Derrière cet appel du pied, il y a bien sûr une opération de communication, pour tenter de mordre sur l’électorat modéré. Elle n’a aucun contenu réel. Sa seule concrétisation serait l’affichage du ralliement à la gauche plurielle pendant la campagne de quelques individus ayant revêtu récemment la casaque du “gaullisme social”. Remarque valable au plan national comme au plan local.

Je voudrais dire aussi à Monsieur Collomb qu’avant d’imaginer des coalitions improbables pour la France, ou pour Lyon, il devrait étayer sa coalition locale rouge-rose-verte. Lui dire aussi qu’une majorité pour la France, c’est un peu plus engageant en termes de cohérence, qu’une coalition pour choisir la couleur des vélo’v.

Un élément de satisfaction : quand on voit cette tentative d’OPA sur le gaullisme, cette recherche de caution, on se rend compte que contrairement à ce que prétendent certains observateurs, le gaullisme garde une actualité et une réalité certaines.

Introspection

En ce 70e anniversaire de l’Appel du 18 juin, si j’en crois ce que lis dans la presse, les Français ne croient plus au gaullisme, ou ne savent pas trop de quoi il s’agit, alors que la plupart des élus et responsables politiques auraient leur part de gaullisme. Ceci expliquerait-il cela ?

Le 18 juin est chaque année une grande date, tant le message associé est fort. J’aime beaucoup participer à la commémoration de l’Appel devant l’auditorium. Je regrette de ne pas avoir pu le faire cette année (dommage d’avoir avancé à 17H cette commémoration !).

Le gaullisme serait ainsi un héritage commun. Sans doute pour ce qu’il représente dans l’Histoire de France, et c’est une bonne chose. Nul doute également que le gaullisme dépasse la frontière droite/gauche. Mais pour autant, le gaullisme en politique est-il aujourd’hui nulle part et partout ?

Pour ma part, je me réfère au gaullisme depuis l’origine de mon engagement politique. Une double référence : celle du 18 juin et de la Résistance bien sûr, pour ce qu’elle porte d’honneur et de volontarisme pur. Mais aussi celle de l’œuvre politique des années de Ve République pour ce qu’elle représente en termes de redressement, de construction et de modernisation. Avec dans les deux cas, le refus du renoncement et la croyance en une France qui peut se surpasser.

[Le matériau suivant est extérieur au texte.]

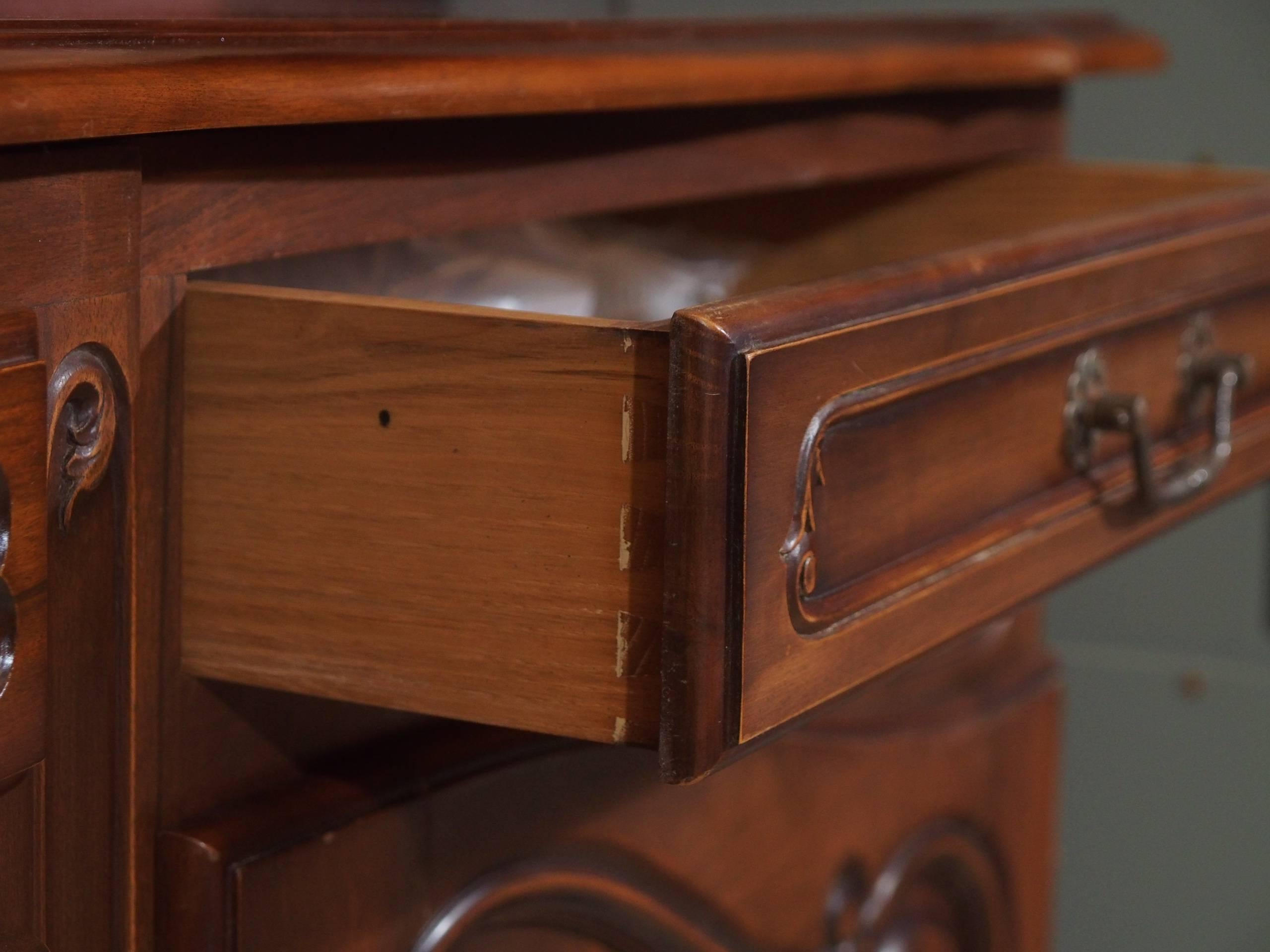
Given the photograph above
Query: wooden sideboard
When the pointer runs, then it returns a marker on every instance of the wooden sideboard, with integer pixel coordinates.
(333, 621)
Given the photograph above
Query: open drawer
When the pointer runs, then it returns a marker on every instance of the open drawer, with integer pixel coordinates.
(699, 530)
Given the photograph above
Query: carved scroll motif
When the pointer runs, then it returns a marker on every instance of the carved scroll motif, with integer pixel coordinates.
(944, 885)
(83, 416)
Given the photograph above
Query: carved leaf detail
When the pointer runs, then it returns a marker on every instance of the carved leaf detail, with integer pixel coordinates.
(84, 419)
(943, 884)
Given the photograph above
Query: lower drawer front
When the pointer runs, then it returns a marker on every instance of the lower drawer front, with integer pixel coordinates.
(563, 849)
(695, 532)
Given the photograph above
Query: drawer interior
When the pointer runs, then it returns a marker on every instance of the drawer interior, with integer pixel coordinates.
(691, 254)
(457, 509)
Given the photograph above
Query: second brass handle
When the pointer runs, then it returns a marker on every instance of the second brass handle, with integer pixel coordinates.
(1091, 409)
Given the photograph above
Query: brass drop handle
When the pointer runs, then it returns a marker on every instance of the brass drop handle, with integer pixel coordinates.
(1091, 409)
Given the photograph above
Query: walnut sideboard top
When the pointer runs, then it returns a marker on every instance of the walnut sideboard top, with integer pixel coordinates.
(266, 517)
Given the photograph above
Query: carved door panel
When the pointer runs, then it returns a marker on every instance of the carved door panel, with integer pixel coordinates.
(23, 653)
(915, 818)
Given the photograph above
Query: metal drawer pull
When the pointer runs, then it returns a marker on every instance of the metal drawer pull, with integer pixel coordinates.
(1091, 411)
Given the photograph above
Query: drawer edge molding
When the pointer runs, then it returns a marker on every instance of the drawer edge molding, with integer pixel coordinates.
(727, 361)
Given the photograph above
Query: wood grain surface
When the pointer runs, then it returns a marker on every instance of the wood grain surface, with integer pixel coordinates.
(422, 507)
(967, 737)
(215, 198)
(907, 492)
(79, 80)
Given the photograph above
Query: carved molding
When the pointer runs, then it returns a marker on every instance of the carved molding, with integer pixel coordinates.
(944, 885)
(944, 888)
(84, 418)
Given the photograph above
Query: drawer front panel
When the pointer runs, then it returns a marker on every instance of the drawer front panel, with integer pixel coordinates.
(885, 459)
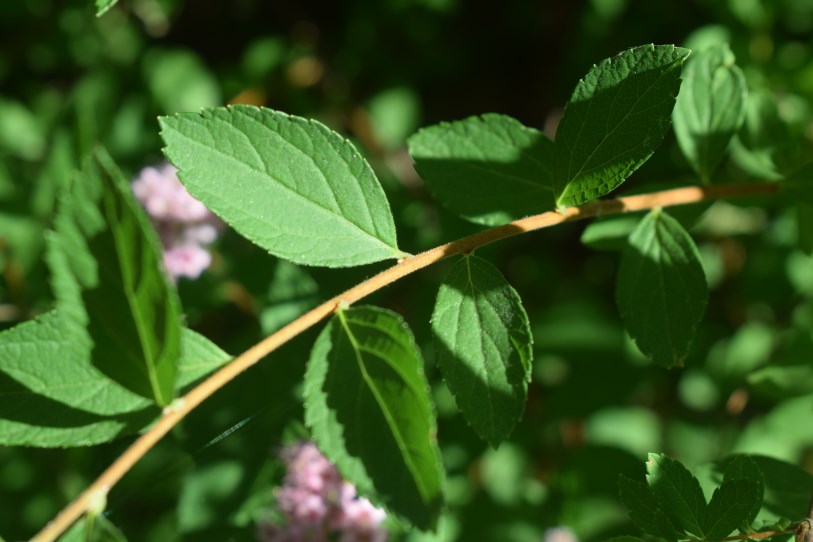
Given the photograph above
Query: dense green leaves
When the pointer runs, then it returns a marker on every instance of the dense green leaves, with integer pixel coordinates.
(52, 395)
(131, 312)
(644, 510)
(288, 184)
(710, 107)
(672, 505)
(614, 121)
(677, 492)
(489, 169)
(661, 290)
(483, 346)
(368, 406)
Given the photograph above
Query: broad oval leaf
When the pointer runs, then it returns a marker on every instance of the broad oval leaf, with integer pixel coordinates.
(483, 345)
(661, 290)
(489, 169)
(111, 278)
(615, 120)
(678, 493)
(288, 184)
(368, 406)
(710, 107)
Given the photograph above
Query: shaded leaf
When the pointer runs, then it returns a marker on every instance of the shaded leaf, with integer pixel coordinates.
(729, 508)
(290, 185)
(710, 107)
(483, 346)
(614, 121)
(489, 169)
(742, 467)
(103, 5)
(661, 289)
(644, 510)
(678, 493)
(367, 403)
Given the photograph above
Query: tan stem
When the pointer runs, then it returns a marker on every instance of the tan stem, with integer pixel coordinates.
(191, 400)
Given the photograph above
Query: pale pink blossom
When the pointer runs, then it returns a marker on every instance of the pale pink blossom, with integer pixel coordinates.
(317, 504)
(184, 224)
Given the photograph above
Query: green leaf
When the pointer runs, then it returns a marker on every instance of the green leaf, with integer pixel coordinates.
(103, 5)
(730, 507)
(93, 528)
(661, 290)
(644, 510)
(290, 185)
(131, 312)
(51, 395)
(615, 120)
(710, 107)
(678, 493)
(765, 148)
(742, 467)
(483, 345)
(367, 403)
(489, 169)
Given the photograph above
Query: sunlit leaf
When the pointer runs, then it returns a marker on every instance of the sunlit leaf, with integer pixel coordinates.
(290, 185)
(614, 121)
(367, 403)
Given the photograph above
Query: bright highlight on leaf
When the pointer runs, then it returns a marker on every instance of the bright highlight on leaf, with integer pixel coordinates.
(710, 108)
(131, 312)
(368, 406)
(483, 346)
(488, 169)
(661, 289)
(615, 120)
(288, 184)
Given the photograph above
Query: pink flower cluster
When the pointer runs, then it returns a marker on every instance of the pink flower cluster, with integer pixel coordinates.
(184, 224)
(318, 505)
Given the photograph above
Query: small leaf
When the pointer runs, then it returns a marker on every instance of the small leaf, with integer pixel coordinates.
(710, 107)
(367, 403)
(765, 147)
(644, 510)
(730, 507)
(615, 120)
(290, 185)
(103, 5)
(483, 346)
(112, 253)
(661, 289)
(678, 493)
(489, 169)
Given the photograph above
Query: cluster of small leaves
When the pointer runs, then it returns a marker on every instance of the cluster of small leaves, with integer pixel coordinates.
(306, 195)
(671, 504)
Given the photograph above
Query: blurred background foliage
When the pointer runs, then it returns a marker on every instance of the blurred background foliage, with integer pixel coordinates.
(377, 71)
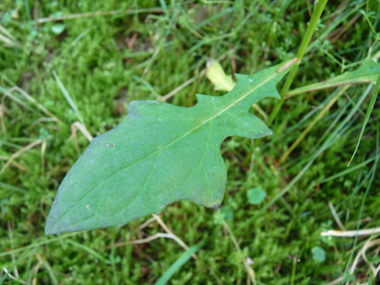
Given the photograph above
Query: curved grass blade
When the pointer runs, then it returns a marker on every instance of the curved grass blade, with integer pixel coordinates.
(367, 115)
(158, 155)
(178, 263)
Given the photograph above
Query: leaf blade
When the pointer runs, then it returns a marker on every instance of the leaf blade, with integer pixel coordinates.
(158, 155)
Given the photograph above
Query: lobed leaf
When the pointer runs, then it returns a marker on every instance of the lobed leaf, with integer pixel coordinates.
(158, 155)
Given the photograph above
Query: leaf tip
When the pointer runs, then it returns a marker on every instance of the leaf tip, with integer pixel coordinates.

Ce que je crois aujourd’hui c’est qu’une approche gaulliste, actuelle, n’est pas compatible avec :

  • la quête systématique d’une déresponsabilisation des Français,
  • le refus de traiter avec courage les grands enjeux du moment, comme par exemple celui des retraites, en préférant « refiler » le mistigri aux générations suivantes,
  • un goût du Verbe et des postures déconnectés de l’action pragmatique,
  • une approche corporatiste des collectivités territoriales qui aspire à créer 22 « IVe République » régionales et 100 « IVe République » départementales,
  • la volonté d’accorder des droits « politiques » dissociés de la citoyenneté française ou européenne,
  • la tentation de la décroissance,
  • la défiance à l’égard du progrès scientifique et technique,
  • l’obsession de l’abaissement de la France et de la repentance…

Hommage

Avec la disparition de Philippe Séguin, la France vient de perdre un de ses grands hommes politiques. Le choc de cette triste nouvelle a été d’autant plus fort ce matin que cette disparition est soudaine et arrive bien tôt.

Philippe Séguin a été un grand serviteur du pays. Que ce soit dans ses fonctions ministérielles, à la Présidence de l’Assemblée nationale, à la tête de la Cour des comptes, il incarnait parfaitement le sens de l’Etat. Il a aussi été un grand élu local, à Epinal, attaché à son territoire.

Il était un homme de conviction, qui avec d’autres faisait vivre l’héritage du gaullisme. Ses convictions, il les défendait avec courage et détermination. Personnellement, les positions politiques qu’il avait développées dans les années quatre-vingt-dix ne sont pas pour rien dans mon engagement politique.

Son caractère était dit-on bien trempé, ses colères redoutées. Outre ses discours lors des manifestations politiques du RPR, j’avais eu l’occasion de le rencontrer plus directement. C’était en 1993, il était venu apporter son soutien à Alain Mérieux. Jeune militant, j’étais impressionné de pouvoir échanger avec une telle personnalité. J’en ai retenu aussi sa grande simplicité.

Il incarnait une conception exigeante de la politique, à mille lieux du marketing politique et de la pensée facile. Quelle perte pour la France.